Best friends Abby (Elsie Fisher, Texas Chainsaw Massacre) and Gretchen (Amiah Miller, The Water Man) have been close since childhood. Both know the deepest secrets of the other, their tiniest insecurities, and continue to lift one another through the tough times at school. Abby struggles with the onset of embarrassing acne and a secret crush for one of the teachers at their Catholic high school. Gretchen is from a goody-two-shoes family but longs to be a little wild. They hang out with Margaret (Rachel Ogechi Kan) and Glee (Cathy Ang, Over the Moon), who seem to be their friends, but more like their frenemies at times.

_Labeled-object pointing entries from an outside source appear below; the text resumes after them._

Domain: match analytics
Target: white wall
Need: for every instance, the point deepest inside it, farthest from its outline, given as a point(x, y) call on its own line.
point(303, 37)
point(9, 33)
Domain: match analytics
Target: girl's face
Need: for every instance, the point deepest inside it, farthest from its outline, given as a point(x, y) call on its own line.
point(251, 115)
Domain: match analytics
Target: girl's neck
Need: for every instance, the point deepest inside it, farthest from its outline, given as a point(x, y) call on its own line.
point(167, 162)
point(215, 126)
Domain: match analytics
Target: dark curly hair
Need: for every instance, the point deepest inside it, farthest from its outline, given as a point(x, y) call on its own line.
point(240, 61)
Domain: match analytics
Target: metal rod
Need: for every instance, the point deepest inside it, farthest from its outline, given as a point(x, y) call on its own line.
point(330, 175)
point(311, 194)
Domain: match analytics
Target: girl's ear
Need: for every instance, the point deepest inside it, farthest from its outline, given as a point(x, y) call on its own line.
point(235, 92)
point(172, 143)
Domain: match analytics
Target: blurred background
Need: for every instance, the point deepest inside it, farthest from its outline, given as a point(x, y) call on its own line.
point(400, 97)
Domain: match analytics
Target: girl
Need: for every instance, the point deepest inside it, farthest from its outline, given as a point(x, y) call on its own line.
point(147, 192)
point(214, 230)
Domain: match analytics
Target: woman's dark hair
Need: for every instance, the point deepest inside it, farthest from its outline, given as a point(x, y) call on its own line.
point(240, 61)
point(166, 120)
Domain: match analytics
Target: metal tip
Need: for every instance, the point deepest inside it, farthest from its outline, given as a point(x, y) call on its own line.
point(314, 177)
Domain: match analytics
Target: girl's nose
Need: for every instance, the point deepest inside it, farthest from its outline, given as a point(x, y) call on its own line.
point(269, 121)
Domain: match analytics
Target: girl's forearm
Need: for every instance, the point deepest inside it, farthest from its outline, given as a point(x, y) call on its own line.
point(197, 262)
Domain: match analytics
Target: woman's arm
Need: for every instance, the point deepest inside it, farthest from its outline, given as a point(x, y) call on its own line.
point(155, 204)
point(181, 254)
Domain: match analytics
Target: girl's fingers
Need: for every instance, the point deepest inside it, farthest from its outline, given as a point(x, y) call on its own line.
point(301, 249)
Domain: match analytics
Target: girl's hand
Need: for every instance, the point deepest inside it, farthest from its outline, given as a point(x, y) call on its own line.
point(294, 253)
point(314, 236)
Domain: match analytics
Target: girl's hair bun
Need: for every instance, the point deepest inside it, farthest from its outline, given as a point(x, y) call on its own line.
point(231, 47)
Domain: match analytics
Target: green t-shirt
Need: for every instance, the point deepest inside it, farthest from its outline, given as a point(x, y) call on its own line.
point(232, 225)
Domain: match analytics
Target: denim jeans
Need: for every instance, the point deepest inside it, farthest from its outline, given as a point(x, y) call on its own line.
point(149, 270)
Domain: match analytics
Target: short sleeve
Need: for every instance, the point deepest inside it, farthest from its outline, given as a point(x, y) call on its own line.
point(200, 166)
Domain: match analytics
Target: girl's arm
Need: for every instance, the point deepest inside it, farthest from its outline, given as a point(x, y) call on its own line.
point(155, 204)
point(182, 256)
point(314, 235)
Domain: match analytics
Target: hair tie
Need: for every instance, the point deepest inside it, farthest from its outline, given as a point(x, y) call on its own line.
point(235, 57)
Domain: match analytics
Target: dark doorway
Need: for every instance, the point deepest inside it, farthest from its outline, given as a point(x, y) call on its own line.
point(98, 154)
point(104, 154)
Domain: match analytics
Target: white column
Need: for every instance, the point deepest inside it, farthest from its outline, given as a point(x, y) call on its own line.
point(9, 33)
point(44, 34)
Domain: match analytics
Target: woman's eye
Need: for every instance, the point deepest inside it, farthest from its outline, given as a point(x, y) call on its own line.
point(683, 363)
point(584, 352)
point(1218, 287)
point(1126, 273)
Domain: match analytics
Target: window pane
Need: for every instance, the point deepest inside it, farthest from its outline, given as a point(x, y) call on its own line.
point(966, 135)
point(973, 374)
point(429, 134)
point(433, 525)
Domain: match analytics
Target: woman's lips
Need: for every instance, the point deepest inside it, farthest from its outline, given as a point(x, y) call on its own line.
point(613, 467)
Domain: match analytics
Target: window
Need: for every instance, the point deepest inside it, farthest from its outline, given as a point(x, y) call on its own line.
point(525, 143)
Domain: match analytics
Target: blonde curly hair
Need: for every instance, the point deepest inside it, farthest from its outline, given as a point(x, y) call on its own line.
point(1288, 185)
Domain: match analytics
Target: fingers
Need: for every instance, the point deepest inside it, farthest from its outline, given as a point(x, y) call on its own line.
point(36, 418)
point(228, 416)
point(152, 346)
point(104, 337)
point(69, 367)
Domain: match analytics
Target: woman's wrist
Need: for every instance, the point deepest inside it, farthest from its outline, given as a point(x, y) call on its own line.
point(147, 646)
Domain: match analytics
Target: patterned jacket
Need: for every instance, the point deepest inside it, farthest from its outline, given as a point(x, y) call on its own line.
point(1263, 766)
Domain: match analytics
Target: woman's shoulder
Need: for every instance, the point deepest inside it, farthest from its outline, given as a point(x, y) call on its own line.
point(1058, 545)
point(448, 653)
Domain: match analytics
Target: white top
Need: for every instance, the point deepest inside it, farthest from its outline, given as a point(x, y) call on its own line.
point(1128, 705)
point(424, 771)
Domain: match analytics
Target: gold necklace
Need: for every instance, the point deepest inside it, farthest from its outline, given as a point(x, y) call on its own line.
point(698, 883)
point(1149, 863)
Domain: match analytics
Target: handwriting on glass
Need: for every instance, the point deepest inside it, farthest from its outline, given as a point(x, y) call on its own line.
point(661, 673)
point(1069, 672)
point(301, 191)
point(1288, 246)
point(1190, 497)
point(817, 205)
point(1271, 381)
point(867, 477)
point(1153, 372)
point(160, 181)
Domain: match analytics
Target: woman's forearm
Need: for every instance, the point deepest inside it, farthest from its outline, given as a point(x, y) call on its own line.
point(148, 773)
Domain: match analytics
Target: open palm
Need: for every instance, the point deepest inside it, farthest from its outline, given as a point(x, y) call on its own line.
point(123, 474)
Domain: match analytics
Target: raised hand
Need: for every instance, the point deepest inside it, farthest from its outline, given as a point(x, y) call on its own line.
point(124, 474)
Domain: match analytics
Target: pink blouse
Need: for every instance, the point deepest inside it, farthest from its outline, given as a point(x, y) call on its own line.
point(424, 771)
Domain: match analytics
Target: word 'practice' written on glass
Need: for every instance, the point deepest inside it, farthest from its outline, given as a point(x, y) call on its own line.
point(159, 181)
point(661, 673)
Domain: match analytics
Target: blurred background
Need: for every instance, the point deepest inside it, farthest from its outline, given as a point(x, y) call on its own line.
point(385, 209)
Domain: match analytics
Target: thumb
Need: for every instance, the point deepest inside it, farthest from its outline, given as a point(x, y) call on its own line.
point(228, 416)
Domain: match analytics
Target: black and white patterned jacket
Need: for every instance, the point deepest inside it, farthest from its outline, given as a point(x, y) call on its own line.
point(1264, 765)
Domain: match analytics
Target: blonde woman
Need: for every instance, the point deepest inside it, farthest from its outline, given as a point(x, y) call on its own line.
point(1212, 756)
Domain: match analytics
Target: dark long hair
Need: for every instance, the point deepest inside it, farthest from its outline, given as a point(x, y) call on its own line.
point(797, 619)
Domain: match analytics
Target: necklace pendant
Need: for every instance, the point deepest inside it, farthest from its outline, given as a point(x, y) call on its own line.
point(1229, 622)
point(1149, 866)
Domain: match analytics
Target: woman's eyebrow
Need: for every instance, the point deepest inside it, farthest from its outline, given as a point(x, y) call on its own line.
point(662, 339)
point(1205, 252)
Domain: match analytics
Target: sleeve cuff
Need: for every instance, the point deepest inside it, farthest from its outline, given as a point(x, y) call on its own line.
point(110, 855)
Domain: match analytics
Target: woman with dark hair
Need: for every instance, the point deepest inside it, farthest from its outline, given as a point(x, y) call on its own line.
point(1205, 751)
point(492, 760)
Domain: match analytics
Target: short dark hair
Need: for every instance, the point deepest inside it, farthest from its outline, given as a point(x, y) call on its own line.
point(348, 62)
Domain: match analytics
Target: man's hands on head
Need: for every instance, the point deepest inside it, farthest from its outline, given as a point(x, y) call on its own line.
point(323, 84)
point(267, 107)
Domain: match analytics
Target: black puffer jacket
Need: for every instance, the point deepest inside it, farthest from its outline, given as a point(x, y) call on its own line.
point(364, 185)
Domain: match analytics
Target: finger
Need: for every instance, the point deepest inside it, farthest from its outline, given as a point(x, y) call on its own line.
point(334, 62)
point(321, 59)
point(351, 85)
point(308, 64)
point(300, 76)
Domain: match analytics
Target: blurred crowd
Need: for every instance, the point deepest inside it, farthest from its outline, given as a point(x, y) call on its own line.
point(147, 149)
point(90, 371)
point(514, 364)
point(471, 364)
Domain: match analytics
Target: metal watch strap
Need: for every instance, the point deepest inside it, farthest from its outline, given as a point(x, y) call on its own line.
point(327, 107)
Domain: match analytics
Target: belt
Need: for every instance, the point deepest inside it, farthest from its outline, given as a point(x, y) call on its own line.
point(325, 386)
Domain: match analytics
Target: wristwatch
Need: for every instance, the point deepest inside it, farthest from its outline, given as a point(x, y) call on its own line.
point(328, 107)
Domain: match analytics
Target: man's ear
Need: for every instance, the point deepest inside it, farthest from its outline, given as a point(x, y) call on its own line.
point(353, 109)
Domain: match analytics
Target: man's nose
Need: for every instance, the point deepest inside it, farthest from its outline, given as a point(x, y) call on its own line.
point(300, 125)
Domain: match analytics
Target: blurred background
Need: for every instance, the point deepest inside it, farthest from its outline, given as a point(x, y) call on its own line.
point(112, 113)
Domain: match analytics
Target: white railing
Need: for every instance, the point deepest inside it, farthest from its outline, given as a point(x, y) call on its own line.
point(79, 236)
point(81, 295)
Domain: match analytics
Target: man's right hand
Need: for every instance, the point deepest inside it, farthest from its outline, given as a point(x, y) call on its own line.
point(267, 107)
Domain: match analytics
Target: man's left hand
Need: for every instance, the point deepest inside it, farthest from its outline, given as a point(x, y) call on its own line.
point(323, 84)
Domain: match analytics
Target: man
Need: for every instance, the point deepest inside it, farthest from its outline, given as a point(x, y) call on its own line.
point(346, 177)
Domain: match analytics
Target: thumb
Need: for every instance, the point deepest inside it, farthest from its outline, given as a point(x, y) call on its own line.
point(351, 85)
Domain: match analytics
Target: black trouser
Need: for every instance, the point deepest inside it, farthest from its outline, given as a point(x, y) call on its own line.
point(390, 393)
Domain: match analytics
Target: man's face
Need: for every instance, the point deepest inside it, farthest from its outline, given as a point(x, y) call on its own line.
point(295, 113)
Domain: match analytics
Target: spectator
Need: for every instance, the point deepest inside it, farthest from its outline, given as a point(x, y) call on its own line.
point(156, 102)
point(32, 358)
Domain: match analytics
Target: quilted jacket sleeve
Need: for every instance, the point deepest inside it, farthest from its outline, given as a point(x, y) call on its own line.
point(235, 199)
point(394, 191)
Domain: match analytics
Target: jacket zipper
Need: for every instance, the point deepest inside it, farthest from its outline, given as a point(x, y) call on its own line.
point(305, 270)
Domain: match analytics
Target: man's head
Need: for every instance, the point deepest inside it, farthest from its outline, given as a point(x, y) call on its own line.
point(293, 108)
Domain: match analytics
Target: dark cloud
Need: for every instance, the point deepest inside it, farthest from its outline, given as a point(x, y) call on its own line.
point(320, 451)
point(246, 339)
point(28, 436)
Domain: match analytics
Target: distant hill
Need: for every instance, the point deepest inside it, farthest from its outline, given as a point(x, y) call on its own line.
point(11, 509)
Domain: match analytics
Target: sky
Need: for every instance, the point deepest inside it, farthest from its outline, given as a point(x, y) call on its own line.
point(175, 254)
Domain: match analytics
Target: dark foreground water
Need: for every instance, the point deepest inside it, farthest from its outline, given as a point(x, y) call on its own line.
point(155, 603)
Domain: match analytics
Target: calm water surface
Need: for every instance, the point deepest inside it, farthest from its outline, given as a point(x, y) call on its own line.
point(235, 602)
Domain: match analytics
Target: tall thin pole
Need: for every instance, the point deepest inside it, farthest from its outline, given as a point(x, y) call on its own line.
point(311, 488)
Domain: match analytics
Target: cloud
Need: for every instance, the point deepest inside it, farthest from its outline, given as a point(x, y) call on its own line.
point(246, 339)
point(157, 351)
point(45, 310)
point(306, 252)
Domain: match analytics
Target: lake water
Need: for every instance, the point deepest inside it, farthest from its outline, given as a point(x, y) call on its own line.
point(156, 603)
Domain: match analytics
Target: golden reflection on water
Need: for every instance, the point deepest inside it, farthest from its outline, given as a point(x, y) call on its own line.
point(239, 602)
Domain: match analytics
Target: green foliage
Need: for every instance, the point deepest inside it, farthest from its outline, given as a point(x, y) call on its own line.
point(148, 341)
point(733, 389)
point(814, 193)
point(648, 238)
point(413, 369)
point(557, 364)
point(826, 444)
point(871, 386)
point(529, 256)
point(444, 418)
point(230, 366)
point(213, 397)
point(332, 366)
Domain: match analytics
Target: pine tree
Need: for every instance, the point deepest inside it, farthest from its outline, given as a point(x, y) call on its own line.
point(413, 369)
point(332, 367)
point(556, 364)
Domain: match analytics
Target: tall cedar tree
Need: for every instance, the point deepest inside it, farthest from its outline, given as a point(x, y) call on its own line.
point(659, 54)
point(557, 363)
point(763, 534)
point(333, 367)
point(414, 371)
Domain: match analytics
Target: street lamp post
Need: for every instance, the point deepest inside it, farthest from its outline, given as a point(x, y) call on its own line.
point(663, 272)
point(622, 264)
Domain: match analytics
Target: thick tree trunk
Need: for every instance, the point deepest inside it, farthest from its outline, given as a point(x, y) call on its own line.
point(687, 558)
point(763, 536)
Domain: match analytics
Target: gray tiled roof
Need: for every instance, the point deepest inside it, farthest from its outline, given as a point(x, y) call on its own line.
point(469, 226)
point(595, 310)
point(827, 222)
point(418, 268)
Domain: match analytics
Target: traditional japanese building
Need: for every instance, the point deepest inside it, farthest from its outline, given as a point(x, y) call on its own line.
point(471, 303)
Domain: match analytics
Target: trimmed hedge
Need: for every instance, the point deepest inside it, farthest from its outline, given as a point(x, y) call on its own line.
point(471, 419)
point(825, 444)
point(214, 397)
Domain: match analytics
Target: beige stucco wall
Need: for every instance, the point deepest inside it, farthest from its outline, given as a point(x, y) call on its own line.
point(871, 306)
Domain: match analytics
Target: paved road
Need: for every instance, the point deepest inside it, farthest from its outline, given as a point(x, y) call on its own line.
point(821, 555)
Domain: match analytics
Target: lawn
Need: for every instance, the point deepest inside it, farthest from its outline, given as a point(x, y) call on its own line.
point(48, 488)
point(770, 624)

Margaret’s been spending more time with her bo-hunk boyfriend Wallace, annoying the other three (and Glee, who harbors a crush on her best friend), but the upcoming weekend at Margaret’s cabin is all about them. Then Wallace shows up with LSD, and the slightly tripping Abby and Gretchen stumble into the abandoned building near Margaret’s house that’s said to be haunted. There, the girls are separated, and Gretchen is overtaken by something evil. When she returns, she’s not the same Gretchen. At first, she’s withdrawn and lashes out at her best friend in hurtful ways. After a pivotal transformation, she emerges as something much more problematic: A seemingly well-adjusted high schooler with an innocent face that no one would believe could commit the kinds of terrible acts about to take place. And only a best friend like Abby could stop her.

I know there’s a good movie here. It could have and should have been made. Something was lost in the translation from the page to the screen, and it’s so disappointing to witness. Starting with that gaudy production design that takes every ugly late ’80s design choice and trots it out like it’s runway ready or set to appear in Architectural Digest.   The neon colors, pastels, oversize sweaters, and scrunchies can look good when done correctly, but in My Best Friend’s Exorcism, it feels like the actors were thrown into a pile of clothes, and whatever they came out wearing is what they were in for the day.

Then there’s the acting which, to put it kindly, is not terrible but shouldn’t be this bad for a movie at this level. Abby and Gretchen are supposed to be lifelong best friends. However, there is no chemistry or camaraderie present between Fisher and Miller, with Fisher especially looking like she’s never met Miller each time they’re in a scene together. Miller tries to pull things together, later emerging the victor out of her costars, but that’s not saying much. I was most sorry for everyone because they wore such awful clothes. 

On top of everything, My Best Friend’s Exorcism is frequently unnecessarily mean, even where high school movies are concerned. Digs at skin problems, eating disorders, and lesbianism, come off as cheap low blows without any creative energy behind them. I haven’t even mentioned the scene with the 11-foot tapeworm, have I? Just wait until you see how that one resolves itself. Perhaps coming out in the middle of all these other scary films aimed at the same target audience will send this one to the graveyard fast. No exorcism required. A really wasted opportunity in my mind.